To most young women today, a man with money, a car, or even a schoolboy with promise, is a far more attractive prospect than a poor boy with no obvious future. For many young men, having no money with which to buy sex directly, or simply with which to make a girlfriend happy, is a frustrating state of affairs. Some such men state that there is no opportunity for them to have sex at all, unless they rape a woman. Group rape is less likely to lead to trouble than individual rape, although most men who state they rape women do both. Gregersen (1996, 149, 358) includes the Trobriand Islanders among the societies that simply prefer to ignore rape altogether.

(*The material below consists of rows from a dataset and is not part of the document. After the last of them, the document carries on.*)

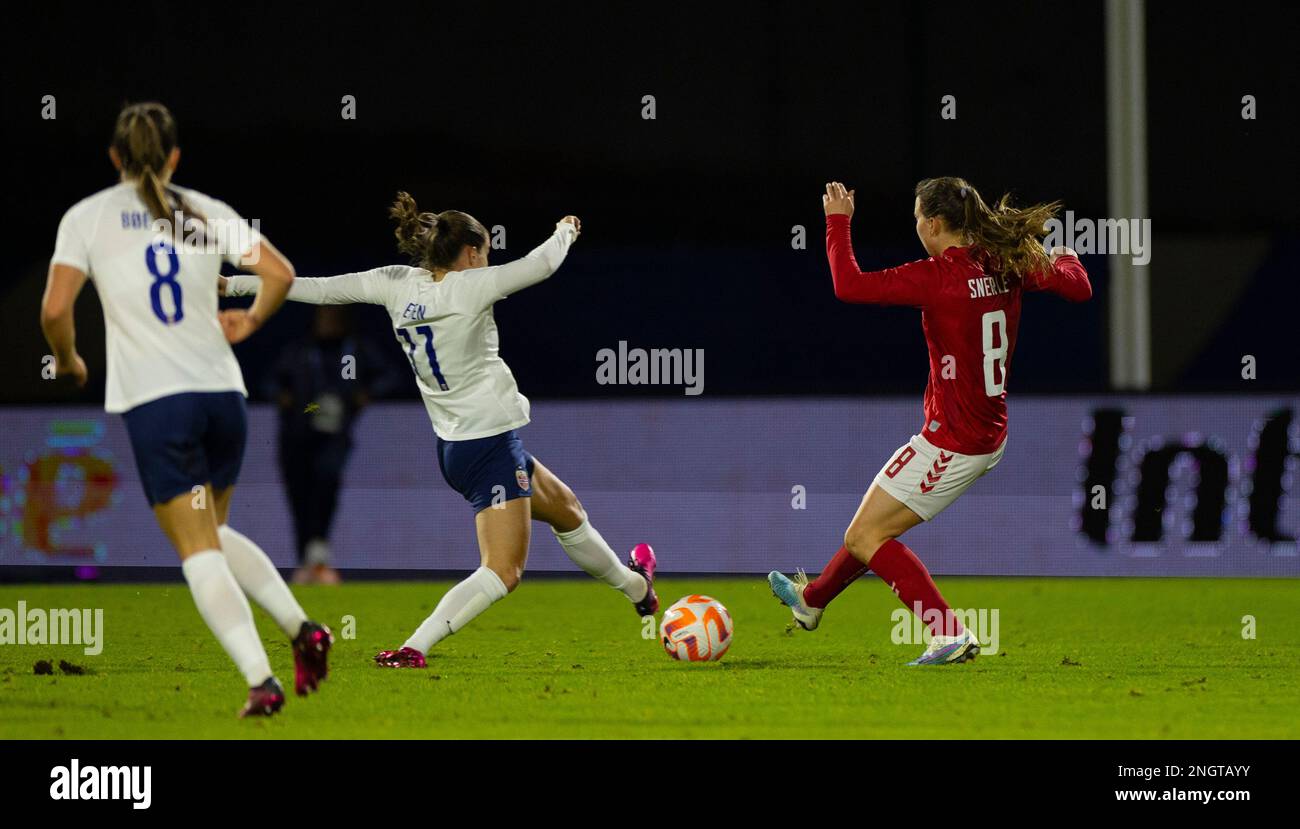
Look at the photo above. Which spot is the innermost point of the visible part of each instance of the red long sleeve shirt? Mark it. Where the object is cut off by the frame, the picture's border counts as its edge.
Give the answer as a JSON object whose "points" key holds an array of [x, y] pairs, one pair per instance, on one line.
{"points": [[970, 318]]}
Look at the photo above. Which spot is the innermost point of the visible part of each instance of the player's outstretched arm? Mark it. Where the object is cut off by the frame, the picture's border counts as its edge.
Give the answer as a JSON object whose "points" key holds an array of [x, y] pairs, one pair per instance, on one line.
{"points": [[367, 286], [63, 286], [1066, 278], [905, 285], [537, 265], [276, 276]]}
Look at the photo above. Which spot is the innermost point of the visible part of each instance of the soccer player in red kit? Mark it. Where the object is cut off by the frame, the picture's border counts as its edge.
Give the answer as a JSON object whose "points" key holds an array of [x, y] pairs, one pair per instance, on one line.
{"points": [[982, 260]]}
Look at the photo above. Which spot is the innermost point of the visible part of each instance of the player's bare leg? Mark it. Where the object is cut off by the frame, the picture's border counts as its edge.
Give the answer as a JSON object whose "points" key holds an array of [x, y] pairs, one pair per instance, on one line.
{"points": [[261, 582], [503, 533], [880, 517], [190, 521], [555, 504]]}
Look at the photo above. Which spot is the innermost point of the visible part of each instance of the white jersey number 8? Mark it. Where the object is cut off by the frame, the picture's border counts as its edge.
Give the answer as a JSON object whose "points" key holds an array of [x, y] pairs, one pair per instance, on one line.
{"points": [[995, 356]]}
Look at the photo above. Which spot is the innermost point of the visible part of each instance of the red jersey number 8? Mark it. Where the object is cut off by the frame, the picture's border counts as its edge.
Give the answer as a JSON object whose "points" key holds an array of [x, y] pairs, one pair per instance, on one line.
{"points": [[995, 355]]}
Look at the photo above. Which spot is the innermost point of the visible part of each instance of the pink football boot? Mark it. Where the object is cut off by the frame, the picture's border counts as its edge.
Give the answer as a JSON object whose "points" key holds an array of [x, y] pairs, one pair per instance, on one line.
{"points": [[644, 561]]}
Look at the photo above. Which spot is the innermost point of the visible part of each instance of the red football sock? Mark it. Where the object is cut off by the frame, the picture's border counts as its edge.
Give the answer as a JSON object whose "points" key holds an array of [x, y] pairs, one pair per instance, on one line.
{"points": [[908, 577], [841, 572]]}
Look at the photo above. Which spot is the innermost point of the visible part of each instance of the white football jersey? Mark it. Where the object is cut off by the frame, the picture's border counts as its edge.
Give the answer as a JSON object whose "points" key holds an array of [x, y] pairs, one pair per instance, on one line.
{"points": [[446, 329], [159, 295]]}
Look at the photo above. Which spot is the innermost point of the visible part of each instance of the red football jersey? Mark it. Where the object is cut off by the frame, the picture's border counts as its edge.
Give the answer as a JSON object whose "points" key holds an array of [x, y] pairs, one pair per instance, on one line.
{"points": [[970, 318]]}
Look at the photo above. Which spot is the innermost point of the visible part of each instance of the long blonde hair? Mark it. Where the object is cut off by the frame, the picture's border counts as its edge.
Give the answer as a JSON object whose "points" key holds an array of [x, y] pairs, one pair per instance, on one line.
{"points": [[1009, 239]]}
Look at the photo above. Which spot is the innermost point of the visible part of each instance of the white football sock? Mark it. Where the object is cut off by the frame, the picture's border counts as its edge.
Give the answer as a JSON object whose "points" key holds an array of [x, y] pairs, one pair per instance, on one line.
{"points": [[226, 611], [462, 603], [588, 550], [260, 580]]}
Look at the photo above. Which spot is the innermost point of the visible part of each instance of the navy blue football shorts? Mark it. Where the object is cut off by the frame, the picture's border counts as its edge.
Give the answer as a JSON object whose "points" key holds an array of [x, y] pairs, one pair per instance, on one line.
{"points": [[187, 439], [488, 471]]}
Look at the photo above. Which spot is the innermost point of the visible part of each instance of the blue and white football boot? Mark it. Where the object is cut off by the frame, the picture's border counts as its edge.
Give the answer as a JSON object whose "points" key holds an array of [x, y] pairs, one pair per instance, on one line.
{"points": [[791, 593], [949, 650]]}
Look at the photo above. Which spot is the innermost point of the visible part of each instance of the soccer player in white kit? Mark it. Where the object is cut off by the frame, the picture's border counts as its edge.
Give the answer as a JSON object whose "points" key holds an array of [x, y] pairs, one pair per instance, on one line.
{"points": [[441, 309], [154, 251]]}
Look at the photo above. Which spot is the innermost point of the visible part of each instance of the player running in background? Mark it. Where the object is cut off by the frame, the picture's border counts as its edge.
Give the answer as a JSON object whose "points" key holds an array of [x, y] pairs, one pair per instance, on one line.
{"points": [[155, 252], [982, 260], [442, 317]]}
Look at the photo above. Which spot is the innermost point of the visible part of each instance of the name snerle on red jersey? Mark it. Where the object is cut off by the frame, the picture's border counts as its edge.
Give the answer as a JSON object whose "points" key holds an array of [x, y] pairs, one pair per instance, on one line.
{"points": [[970, 317]]}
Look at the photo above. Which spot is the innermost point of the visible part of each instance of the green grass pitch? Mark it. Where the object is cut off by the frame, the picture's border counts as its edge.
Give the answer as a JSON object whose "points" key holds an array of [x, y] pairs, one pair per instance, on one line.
{"points": [[566, 659]]}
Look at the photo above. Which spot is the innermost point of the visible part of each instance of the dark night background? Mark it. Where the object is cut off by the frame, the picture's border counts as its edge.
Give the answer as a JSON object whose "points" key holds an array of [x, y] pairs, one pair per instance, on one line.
{"points": [[523, 114]]}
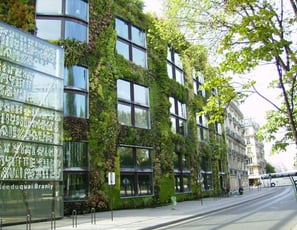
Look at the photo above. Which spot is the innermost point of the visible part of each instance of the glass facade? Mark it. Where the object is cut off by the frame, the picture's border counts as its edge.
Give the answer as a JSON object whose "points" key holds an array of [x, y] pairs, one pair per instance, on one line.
{"points": [[68, 19], [31, 124]]}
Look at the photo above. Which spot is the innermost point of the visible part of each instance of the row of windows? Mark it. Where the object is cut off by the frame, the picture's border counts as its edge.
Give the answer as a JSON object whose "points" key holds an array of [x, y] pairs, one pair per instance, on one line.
{"points": [[61, 19]]}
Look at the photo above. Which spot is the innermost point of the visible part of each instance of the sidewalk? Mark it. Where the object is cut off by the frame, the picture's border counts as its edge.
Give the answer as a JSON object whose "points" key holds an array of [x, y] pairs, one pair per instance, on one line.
{"points": [[148, 217]]}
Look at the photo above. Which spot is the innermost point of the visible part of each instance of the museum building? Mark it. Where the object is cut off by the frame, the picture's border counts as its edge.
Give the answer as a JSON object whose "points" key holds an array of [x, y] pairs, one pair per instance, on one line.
{"points": [[130, 109]]}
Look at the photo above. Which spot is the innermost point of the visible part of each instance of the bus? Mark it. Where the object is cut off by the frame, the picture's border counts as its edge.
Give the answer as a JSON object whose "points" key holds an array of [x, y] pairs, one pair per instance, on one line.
{"points": [[278, 179]]}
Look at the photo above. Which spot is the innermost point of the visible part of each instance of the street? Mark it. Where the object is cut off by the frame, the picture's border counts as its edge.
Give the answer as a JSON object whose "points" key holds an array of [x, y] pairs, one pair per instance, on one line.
{"points": [[275, 211]]}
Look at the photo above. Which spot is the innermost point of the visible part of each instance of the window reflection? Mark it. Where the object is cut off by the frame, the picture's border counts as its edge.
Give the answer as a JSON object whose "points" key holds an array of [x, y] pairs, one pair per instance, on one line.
{"points": [[123, 49], [55, 6], [75, 30], [75, 105], [76, 76], [75, 186], [133, 105], [48, 29], [138, 36], [77, 8], [139, 56], [136, 171], [75, 154], [124, 114], [131, 43]]}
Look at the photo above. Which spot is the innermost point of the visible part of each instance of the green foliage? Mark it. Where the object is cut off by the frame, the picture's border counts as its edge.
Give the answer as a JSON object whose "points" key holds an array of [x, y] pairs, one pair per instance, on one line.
{"points": [[18, 13], [246, 33]]}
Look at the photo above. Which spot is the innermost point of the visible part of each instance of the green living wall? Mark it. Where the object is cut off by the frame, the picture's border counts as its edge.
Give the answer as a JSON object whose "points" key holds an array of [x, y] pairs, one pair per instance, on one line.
{"points": [[105, 134]]}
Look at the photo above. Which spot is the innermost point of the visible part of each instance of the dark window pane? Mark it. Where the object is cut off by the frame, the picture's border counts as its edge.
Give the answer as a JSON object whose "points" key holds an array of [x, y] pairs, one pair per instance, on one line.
{"points": [[75, 154], [141, 118], [122, 28], [141, 95], [123, 49], [143, 158], [123, 90], [75, 105], [43, 7], [48, 29], [139, 57], [76, 76], [75, 186], [124, 114], [145, 185], [127, 185], [75, 30], [138, 37], [77, 8], [126, 158]]}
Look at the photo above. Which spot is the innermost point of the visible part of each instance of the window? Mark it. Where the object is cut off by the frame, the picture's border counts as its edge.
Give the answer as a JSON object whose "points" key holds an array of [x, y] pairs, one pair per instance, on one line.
{"points": [[136, 171], [76, 186], [75, 105], [181, 173], [206, 173], [131, 43], [133, 104], [76, 77], [61, 19], [174, 67], [202, 128], [77, 8], [75, 155], [76, 91], [198, 81], [178, 113]]}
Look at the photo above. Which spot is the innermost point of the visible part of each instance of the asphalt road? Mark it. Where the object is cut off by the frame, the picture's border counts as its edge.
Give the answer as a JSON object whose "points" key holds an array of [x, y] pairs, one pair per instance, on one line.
{"points": [[276, 211]]}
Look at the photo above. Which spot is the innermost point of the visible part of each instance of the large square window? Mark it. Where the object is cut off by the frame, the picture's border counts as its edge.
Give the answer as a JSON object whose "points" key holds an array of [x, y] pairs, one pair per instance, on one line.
{"points": [[133, 104], [131, 43]]}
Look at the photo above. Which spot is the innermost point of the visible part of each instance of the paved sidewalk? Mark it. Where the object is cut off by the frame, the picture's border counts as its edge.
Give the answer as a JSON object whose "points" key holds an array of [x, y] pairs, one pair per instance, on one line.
{"points": [[146, 218]]}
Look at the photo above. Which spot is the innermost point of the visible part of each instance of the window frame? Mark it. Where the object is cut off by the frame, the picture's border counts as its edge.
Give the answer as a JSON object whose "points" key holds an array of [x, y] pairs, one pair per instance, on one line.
{"points": [[134, 104], [132, 44], [131, 176]]}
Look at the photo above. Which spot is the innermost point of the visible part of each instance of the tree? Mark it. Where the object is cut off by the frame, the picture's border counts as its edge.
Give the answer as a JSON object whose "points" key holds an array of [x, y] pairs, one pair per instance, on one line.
{"points": [[269, 168], [248, 33], [19, 13]]}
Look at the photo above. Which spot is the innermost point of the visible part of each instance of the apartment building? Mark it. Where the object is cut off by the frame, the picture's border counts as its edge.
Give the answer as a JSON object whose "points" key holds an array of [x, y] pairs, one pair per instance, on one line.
{"points": [[131, 102], [237, 157], [255, 152]]}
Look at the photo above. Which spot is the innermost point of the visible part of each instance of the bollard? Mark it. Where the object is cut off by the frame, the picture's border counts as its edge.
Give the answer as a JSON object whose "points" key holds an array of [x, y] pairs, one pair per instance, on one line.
{"points": [[28, 222], [93, 216], [173, 201], [74, 219], [53, 221]]}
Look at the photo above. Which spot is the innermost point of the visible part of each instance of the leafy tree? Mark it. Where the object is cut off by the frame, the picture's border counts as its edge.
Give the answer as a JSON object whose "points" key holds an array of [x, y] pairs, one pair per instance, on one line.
{"points": [[246, 34], [269, 168], [19, 13]]}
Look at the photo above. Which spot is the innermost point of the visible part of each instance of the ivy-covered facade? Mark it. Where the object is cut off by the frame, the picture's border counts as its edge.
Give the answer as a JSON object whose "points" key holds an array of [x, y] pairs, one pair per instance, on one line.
{"points": [[131, 104]]}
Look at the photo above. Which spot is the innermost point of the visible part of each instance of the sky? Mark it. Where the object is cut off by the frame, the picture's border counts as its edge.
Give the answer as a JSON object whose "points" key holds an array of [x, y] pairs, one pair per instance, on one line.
{"points": [[254, 107]]}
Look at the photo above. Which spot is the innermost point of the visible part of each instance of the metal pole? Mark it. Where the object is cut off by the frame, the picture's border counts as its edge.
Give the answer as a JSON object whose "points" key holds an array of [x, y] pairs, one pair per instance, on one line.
{"points": [[74, 219], [93, 216], [28, 222], [53, 221]]}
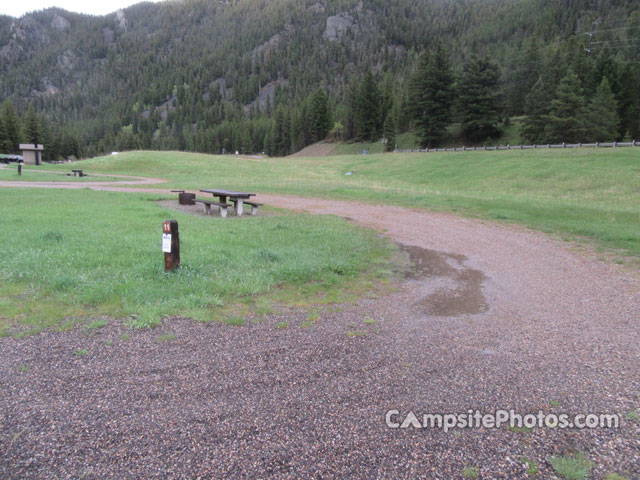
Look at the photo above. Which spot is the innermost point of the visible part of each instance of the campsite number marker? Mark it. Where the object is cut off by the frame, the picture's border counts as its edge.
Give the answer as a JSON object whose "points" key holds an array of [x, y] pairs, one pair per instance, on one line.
{"points": [[170, 245]]}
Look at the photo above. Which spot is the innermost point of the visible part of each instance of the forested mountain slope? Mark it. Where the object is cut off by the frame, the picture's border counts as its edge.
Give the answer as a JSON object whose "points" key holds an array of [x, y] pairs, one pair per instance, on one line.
{"points": [[275, 75]]}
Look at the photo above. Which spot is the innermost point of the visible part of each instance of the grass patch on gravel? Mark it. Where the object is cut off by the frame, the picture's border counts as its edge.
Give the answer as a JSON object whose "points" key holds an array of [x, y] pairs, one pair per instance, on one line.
{"points": [[614, 476], [572, 467], [356, 333], [532, 467], [471, 472], [67, 255], [585, 193]]}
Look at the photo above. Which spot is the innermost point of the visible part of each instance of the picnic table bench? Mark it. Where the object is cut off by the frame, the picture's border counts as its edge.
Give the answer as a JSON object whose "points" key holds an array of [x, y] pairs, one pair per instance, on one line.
{"points": [[207, 206], [237, 198]]}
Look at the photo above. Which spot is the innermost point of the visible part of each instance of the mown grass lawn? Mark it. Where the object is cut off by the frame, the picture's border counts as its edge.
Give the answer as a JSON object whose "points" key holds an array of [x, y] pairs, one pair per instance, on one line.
{"points": [[80, 254], [590, 193], [38, 174]]}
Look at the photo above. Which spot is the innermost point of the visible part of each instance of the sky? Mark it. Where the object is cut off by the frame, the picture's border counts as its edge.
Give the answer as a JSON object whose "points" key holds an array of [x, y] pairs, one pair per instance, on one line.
{"points": [[101, 7]]}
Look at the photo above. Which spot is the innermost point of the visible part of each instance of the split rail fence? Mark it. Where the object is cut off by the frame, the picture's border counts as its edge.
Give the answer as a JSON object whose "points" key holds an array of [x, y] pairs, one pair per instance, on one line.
{"points": [[526, 147]]}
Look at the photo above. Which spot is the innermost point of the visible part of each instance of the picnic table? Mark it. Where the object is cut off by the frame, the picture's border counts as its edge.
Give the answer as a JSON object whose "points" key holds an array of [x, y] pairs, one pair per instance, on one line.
{"points": [[238, 198]]}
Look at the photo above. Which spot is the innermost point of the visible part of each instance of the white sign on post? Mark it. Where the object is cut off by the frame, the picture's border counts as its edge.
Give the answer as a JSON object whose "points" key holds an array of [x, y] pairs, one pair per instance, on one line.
{"points": [[166, 242]]}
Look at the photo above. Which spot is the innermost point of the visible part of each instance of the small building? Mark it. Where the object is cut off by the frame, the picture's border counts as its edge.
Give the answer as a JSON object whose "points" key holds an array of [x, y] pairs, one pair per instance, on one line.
{"points": [[32, 153]]}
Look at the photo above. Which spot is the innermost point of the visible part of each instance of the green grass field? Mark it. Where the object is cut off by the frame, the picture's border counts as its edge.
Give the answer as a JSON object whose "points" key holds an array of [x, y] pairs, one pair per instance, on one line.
{"points": [[35, 174], [67, 256], [591, 194]]}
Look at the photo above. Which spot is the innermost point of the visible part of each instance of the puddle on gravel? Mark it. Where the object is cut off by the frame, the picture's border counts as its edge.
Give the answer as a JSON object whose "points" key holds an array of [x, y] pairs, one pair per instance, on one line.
{"points": [[465, 297]]}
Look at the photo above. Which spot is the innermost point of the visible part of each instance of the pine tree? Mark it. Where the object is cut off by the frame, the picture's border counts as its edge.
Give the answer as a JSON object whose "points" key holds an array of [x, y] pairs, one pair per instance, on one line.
{"points": [[522, 81], [4, 138], [31, 128], [565, 121], [478, 94], [11, 126], [319, 116], [389, 133], [536, 109], [368, 109], [431, 95], [601, 118]]}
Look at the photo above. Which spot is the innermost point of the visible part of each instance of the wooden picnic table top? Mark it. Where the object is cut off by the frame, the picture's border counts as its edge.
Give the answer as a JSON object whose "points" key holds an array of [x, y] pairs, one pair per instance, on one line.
{"points": [[227, 193]]}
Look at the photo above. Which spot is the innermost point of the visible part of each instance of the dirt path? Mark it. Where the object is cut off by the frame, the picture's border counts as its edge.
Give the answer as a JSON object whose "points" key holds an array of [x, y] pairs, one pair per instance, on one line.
{"points": [[493, 317]]}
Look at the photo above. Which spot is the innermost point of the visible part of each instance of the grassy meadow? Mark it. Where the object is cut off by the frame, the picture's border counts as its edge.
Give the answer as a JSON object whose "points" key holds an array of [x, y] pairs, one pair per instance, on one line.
{"points": [[35, 174], [590, 194], [66, 256]]}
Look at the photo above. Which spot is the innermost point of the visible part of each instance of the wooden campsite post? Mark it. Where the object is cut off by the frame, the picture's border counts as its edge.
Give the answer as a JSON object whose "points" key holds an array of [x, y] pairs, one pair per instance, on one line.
{"points": [[170, 245]]}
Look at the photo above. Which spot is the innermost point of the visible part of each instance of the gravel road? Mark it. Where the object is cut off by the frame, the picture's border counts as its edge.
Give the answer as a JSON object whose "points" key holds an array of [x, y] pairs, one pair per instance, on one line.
{"points": [[492, 317]]}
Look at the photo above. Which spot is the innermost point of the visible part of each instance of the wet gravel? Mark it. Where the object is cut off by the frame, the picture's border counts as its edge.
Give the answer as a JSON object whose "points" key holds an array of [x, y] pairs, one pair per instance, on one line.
{"points": [[538, 327]]}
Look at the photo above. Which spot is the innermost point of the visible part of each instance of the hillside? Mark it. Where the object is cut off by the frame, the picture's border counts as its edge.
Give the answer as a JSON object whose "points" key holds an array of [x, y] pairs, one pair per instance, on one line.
{"points": [[203, 76]]}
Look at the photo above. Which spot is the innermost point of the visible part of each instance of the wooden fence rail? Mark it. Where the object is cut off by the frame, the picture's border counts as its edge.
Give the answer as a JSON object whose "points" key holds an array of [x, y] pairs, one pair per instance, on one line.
{"points": [[525, 147]]}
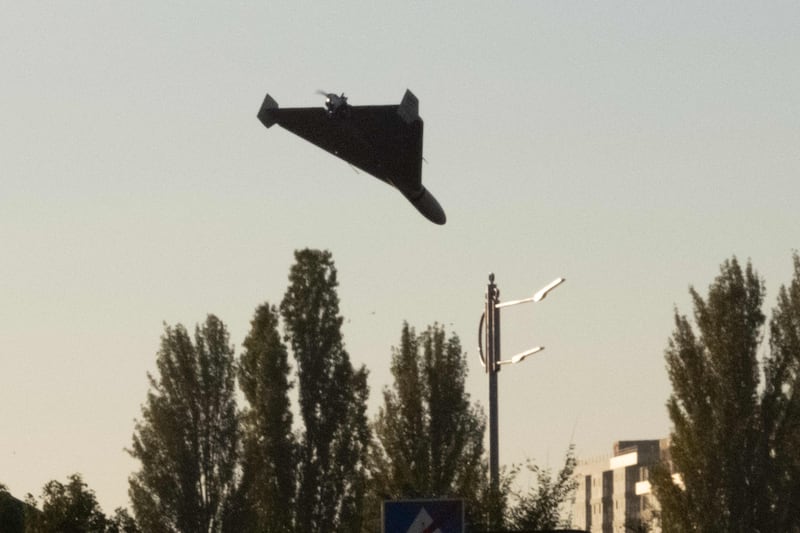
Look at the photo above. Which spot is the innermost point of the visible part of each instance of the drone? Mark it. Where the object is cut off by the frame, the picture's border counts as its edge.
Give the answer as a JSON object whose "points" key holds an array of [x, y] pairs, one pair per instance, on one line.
{"points": [[384, 141]]}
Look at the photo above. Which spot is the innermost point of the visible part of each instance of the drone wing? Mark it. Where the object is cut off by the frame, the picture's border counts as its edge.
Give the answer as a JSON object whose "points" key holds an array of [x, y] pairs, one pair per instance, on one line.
{"points": [[384, 141]]}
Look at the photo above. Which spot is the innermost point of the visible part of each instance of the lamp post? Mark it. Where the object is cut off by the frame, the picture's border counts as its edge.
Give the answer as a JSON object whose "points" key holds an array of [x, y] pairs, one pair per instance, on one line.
{"points": [[492, 363]]}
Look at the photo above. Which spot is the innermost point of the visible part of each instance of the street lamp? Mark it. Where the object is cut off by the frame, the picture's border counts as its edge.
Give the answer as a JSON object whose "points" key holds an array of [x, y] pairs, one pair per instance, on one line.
{"points": [[492, 363]]}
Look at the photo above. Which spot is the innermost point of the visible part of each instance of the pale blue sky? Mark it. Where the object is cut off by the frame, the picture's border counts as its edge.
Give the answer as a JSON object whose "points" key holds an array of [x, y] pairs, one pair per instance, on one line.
{"points": [[629, 147]]}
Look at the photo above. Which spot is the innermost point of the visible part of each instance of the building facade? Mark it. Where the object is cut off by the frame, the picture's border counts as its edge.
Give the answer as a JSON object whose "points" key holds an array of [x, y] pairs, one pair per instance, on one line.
{"points": [[613, 494]]}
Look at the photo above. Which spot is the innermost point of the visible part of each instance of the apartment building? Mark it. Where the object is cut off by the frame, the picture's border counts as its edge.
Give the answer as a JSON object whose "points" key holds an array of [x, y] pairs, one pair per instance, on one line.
{"points": [[613, 494]]}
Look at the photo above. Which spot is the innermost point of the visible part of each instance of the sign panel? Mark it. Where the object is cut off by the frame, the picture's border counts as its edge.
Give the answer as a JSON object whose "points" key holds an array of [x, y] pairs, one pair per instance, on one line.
{"points": [[423, 516]]}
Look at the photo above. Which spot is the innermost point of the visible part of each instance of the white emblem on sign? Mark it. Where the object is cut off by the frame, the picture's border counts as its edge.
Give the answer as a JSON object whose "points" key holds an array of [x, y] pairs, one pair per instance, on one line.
{"points": [[422, 524]]}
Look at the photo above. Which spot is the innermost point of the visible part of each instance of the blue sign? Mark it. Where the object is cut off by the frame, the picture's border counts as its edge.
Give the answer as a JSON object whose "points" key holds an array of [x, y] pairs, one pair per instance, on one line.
{"points": [[423, 516]]}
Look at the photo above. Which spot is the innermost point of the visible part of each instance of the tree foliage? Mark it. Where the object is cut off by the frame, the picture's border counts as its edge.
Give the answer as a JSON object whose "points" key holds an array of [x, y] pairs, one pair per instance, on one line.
{"points": [[780, 407], [187, 439], [428, 435], [331, 453], [268, 479], [66, 508], [731, 441], [541, 508], [12, 512]]}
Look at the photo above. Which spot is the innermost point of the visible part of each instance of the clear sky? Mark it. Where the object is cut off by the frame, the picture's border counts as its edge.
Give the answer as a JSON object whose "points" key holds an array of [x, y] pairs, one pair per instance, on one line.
{"points": [[629, 147]]}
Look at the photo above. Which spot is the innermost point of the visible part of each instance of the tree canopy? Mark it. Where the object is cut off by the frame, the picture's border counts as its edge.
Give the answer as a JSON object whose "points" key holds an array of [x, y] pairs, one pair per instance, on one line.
{"points": [[187, 440]]}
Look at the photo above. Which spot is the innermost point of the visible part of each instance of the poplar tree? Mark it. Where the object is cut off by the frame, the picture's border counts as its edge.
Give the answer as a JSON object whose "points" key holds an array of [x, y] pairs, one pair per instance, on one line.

Rape of any sort is disturbingly common in all areas of the country, rural, town, and city. In addition to commercial sex, there is the issue of “line-ups” or pack rapes. Often associated with “six-to-sixes” (clubs that remain open from 6 p.m. to 6 a.m.) or video showings that run from evening to dawn in both rural and urban areas, a group of men/boys take turns in forcing a woman to have sexual intercourse with them. As they watch each other, the sexual dynamics of rape and homosexuality mix to produce, for some, a highly erotic event. In some communities, line-ups are reported to take place every weekend. Older men, many of whom are married, are also frequently involved. Younger men and even boys of 11 or 12 are able to join with their elders in sexually abusing a woman. One young fellow of 17 years told me about his village:

In here rape and forced sex exists just like in other parts of the province. It happens especially during disco nights and video shows. When we brought our village girls to the disco or video show, the boys from other places came and took our girls for dance and sometimes take them home to sleep with and have sex with. We thought they slept only with their friends, but somehow the boys arranged it with their village boys and made single file on them [line-up]. When the girls come back they never tell us about it because they are afraid and ashamed. Then we do the same to their sister in return. (Author’s field notes)

This type of sexual behavior is extremely dangerous because the men involved are exposed to the semen of many of men, thus raising their risk of acquiring STDs and AIDS, not from the woman, but from the other men involved. The woman is placed at extremely high risk of acquiring STDs and HIV as well.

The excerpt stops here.